Frequency (Hz)	Voltage (V)	Current (A)	Power (W)	H2 (LPM)
0.0 (DC)	9.335	29.724	277.585	0.975
0.8	9.069 (−2.85%)	29.812 (+0.30%)	270.365 (−2.60%)	0.987 (+1.23%)
1.0	9.202 (−1.42%)	29.813 (+0.30%)	274.339 (−1.17%)	0.987 (+1.23%)
1.25	9.121 (−2.29%)	29.825 (+0.34%)	272.033 (−2.00%)	0.985 (+1.03%)

shows the pulsed water electrolysis data values for a given operating frequency. Overall, it showed better results in terms of power and hydrogen production compared to DC, especially at a frequency of 0.8 Hz. Therefore, it seems that the operation’s frequency near the inflection point on the Nyquist plot showed better performance with respect to the amount of hydrogen generated. In addition, it was confirmed that the operating frequency at the inflection point where mass transfer loss occurs is similar to the frequency at five times the time constant (=5 tau), which is the time required for hydrogen ions to accumulate in the electric double-layer capacitor.

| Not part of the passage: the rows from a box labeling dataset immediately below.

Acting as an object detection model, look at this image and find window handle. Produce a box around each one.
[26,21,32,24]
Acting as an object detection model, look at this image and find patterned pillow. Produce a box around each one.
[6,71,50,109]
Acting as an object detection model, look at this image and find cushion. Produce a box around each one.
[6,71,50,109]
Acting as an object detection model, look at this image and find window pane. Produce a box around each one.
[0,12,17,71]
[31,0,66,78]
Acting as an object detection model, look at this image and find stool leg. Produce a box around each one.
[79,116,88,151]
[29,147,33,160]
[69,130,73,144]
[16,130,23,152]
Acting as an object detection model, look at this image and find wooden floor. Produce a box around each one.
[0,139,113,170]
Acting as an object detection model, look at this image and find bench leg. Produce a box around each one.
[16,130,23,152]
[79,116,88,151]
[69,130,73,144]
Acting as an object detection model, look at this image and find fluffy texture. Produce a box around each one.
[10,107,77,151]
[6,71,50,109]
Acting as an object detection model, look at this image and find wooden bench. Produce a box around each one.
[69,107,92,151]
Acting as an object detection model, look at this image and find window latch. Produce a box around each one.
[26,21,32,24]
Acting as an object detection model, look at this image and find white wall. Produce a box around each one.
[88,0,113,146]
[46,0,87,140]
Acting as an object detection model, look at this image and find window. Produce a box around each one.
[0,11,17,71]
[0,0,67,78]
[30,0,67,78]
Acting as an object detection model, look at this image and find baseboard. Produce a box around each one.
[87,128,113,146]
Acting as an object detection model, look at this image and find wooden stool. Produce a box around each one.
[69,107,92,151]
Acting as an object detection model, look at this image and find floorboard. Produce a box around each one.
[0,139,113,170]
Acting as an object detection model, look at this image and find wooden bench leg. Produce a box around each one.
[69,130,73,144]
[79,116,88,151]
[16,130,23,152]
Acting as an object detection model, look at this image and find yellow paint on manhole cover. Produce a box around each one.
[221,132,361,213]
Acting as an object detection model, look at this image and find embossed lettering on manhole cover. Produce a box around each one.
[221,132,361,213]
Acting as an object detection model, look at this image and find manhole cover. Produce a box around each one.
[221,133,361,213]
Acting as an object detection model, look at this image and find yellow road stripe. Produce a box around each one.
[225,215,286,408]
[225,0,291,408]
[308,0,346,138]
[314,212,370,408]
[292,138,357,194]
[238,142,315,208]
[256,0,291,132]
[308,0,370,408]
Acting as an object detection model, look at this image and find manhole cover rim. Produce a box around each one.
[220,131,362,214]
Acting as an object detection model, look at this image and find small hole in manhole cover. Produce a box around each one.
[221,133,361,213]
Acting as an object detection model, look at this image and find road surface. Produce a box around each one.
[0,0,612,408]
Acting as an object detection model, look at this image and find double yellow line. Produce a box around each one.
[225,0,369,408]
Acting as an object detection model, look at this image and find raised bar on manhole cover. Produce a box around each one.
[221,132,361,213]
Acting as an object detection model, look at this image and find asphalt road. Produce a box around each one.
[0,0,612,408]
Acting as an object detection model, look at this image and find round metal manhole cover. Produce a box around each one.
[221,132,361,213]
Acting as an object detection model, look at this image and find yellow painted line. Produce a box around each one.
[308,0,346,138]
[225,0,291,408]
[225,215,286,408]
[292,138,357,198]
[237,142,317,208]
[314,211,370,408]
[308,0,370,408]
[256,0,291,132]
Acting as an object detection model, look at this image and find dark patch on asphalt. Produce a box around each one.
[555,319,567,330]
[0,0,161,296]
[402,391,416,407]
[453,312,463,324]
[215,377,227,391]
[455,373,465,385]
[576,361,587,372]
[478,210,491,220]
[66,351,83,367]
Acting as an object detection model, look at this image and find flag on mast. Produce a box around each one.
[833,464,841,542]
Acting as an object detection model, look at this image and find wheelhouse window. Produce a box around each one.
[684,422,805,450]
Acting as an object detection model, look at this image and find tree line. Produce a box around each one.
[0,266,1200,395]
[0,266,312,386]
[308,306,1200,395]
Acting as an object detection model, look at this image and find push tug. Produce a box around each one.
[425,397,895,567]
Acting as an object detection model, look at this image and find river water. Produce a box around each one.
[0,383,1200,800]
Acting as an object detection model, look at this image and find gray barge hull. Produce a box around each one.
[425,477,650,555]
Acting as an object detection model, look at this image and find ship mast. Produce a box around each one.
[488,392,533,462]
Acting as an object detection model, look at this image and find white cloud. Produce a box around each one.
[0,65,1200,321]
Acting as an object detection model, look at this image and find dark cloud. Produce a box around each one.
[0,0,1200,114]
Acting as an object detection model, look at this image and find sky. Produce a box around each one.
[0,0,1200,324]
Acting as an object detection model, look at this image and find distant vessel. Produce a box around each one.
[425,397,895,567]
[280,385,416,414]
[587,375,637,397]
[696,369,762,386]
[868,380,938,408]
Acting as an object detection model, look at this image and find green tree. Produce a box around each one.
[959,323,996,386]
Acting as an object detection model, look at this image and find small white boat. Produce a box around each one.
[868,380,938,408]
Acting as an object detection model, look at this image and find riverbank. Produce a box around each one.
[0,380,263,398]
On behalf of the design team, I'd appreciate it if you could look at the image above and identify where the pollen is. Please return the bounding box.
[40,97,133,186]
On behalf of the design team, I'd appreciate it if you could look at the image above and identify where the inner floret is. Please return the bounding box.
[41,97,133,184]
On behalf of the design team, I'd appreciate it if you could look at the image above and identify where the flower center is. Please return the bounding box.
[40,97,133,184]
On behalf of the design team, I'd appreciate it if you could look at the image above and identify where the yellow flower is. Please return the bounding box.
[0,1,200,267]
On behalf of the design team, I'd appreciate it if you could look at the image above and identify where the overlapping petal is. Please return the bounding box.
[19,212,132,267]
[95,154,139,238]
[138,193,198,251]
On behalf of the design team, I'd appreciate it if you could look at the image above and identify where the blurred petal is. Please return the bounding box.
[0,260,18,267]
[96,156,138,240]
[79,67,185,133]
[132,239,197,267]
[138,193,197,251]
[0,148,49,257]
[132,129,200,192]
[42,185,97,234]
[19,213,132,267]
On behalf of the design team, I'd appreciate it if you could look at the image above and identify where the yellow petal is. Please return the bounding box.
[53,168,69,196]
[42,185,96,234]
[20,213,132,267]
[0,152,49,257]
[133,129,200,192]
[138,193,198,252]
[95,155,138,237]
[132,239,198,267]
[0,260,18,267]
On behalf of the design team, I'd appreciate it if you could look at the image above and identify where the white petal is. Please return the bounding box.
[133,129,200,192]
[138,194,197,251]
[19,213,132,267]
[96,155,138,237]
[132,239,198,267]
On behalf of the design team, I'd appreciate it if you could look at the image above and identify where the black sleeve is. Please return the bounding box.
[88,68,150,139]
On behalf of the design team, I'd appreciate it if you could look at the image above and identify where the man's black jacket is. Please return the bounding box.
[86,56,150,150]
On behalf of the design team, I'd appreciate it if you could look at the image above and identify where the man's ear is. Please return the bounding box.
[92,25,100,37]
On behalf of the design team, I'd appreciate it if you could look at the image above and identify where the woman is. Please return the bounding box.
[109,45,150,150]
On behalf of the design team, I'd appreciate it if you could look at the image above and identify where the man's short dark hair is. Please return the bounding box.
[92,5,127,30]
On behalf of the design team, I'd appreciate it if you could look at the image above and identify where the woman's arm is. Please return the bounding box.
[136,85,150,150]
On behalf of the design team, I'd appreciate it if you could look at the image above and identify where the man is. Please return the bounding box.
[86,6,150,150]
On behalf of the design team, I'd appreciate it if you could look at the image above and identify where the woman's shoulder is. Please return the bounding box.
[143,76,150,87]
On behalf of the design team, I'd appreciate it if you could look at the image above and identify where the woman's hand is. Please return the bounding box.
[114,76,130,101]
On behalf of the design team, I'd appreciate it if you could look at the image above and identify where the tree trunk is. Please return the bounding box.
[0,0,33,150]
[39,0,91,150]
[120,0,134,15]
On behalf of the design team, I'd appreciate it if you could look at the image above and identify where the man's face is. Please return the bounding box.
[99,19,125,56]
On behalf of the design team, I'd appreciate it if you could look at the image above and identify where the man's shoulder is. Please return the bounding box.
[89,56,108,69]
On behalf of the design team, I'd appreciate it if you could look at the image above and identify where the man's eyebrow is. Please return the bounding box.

As an additional explanation for these results, as mentioned in Reference [17], a layer structure in which different charges are disposed of at the interface between the electrode and the electrolyte solution is called an electric double layer. A polarization layer is formed near the electrode’s surface and is separated from the existing electrolyte layer to render the charge of the ions present in the electrolyte electrically neutral. This double layer has a charge accumulation characteristic similar to that of a capacitor. Considering these characteristics from the perspective of an electrolytic cell, when a potential is applied to the electric double-layer capacitor, hydrogen ions accumulate on the metal plate. When voltage or current pulses are applied to the water electrolyzer, the thickness and diffusion rate of the diffusion layer of the electric double-layer capacitor can be affected, contributing to quicker hydrogen production. The time required for hydrogen ions to accumulate in the electric double-layer capacitor is theoretically and experimentally affected by the time constant. In particular, it is affected by the time corresponding to five times the time constant. Depending on whether or not the time required for accumulation is satisfied, the amount of hydrogen generated will show a difference. The frequency corresponding to five times the current time constant is 0.8 Hz. In fact, the difference in the amount of hydrogen production at 1 Hz close to this frequency is insignificant, but at 1.25 Hz, which indicates a slight lack of time required for accumulation, the amount of hydrogen production appears to be lower than at 0.8 Hz. However, the operation with the three operating frequencies presented in this paper shows improved hydrogen production performances compared to the operation with the existing DC current.

6. Conclusions

In this paper, a parameter identification method of the PEM electrolyzer electrical equivalent circuit for pulse electrolysis is proposed. The proposed method constructs an electrical equivalent circuit by simplifying the existing secondary RC model into a primary RC model by analyzing the transient cell voltage and by inputting the step current. The parameters were identified according to the electrical equivalent circuit’s configuration, and an appropriate operating frequency was calculated from the identified parameters. To verify the proposed parameter identification method, a simulation was constructed with the raw test data of a 400 W commercial PEM electrolyzer; moreover, the amount of produced hydrogen compared to DC was compared using a pulse electrolysis experiment at the operating frequency obtained from the identified parameters. Using the verification’s results, we felt that the parameter identification and operating frequency selection method for the water electrolysis system mainly operating with the DC current needed to provide good direction. In reality, forming a complete DC current in a water electrolyzer that is associated with a renewable energy system is not possible; thus, if there is a slight improvement in hydrogen production at lower frequencies, it is worth considering in the future.